Over the past years, there has been a large influx of research related to the personalization of cancer treatment. As the fruits of these efforts finally begin to be harvested, Kalorama Information – a market research firm – suggests that personalized cancer care is set to become a standard method of cancer treatment.
In a recent biennial review, “The Worldwide Market for Cancer Diagnostics,” Kalorama announced that they expect the cancer testing market for equipment used to match cancer therapies to a specific patient will reach $90 million by 2014.
The estimation comes on the heels of the FDA approval for some of the first commercially available pharmacodiagnostic testing procedures. Presently, there are five such tests that have passed trial phases to become accepted methods for improving cancer treatment. These tests are used to match patients to such drugs as Erbitux, Gleevec, Herceptin and Tarceva.
Perhaps the greatest early success of personalized cancer care is the breast cancer test known as Oncotype DX. This test has quickly become the norm in diagnosing breast cancer and is used extensively to determine the best course of treatment. In use since 2004, the test has proven effective in predicting the potential for chemotherapy treatments to positively affect a cancerous tumor.
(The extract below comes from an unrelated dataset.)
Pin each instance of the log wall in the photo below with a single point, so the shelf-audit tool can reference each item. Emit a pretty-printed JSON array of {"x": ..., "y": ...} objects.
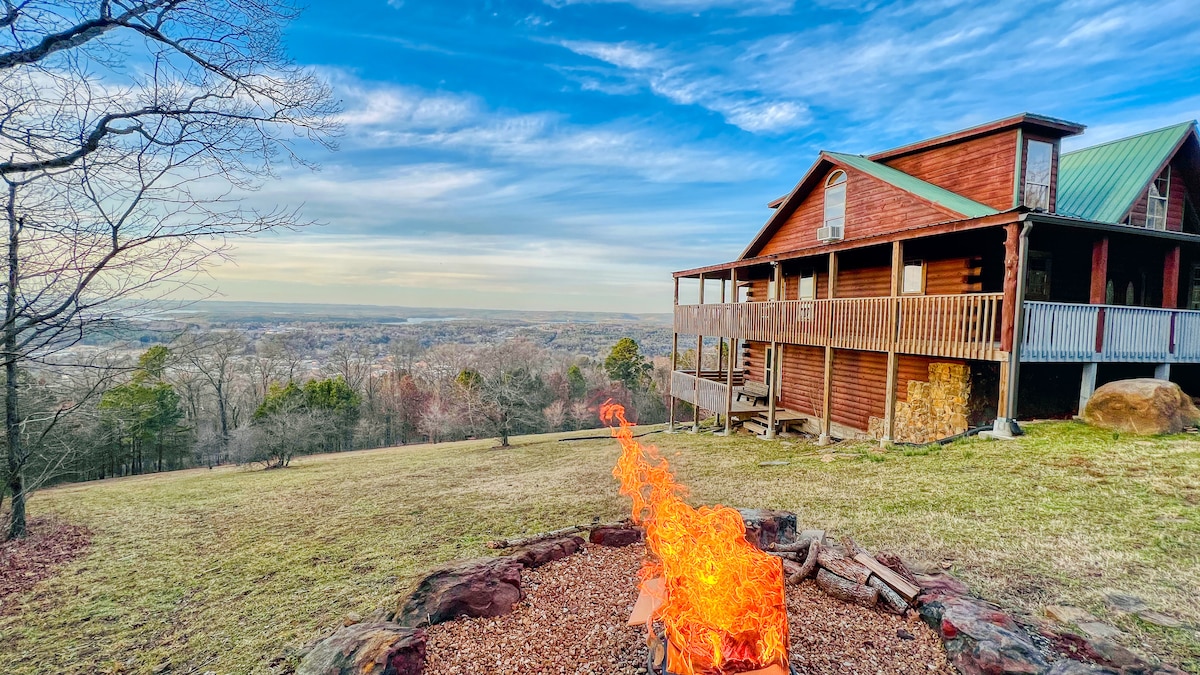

In addition to these FDA-approved tests, several other pharmacodiagnostic procedures are currently in the research pipeline and expected to be approved for public use in the coming years. As interest and growth in the sub-sector of personalized medicine continues to find success, Kalorama predicts growth levels of research on the subject to exceed that of the industry as a whole.
Specifically, according to Shara Rosen, senior diagnostic analyst at Kalorama, “We expect pharmacogenomics, predisposition diagnostics and molecular diagnostics (PGx) to show 25 to 30 percent annual growth over the next five to ten years.” Hopefully, this growth will lead to improved cancer treatments and survival rates.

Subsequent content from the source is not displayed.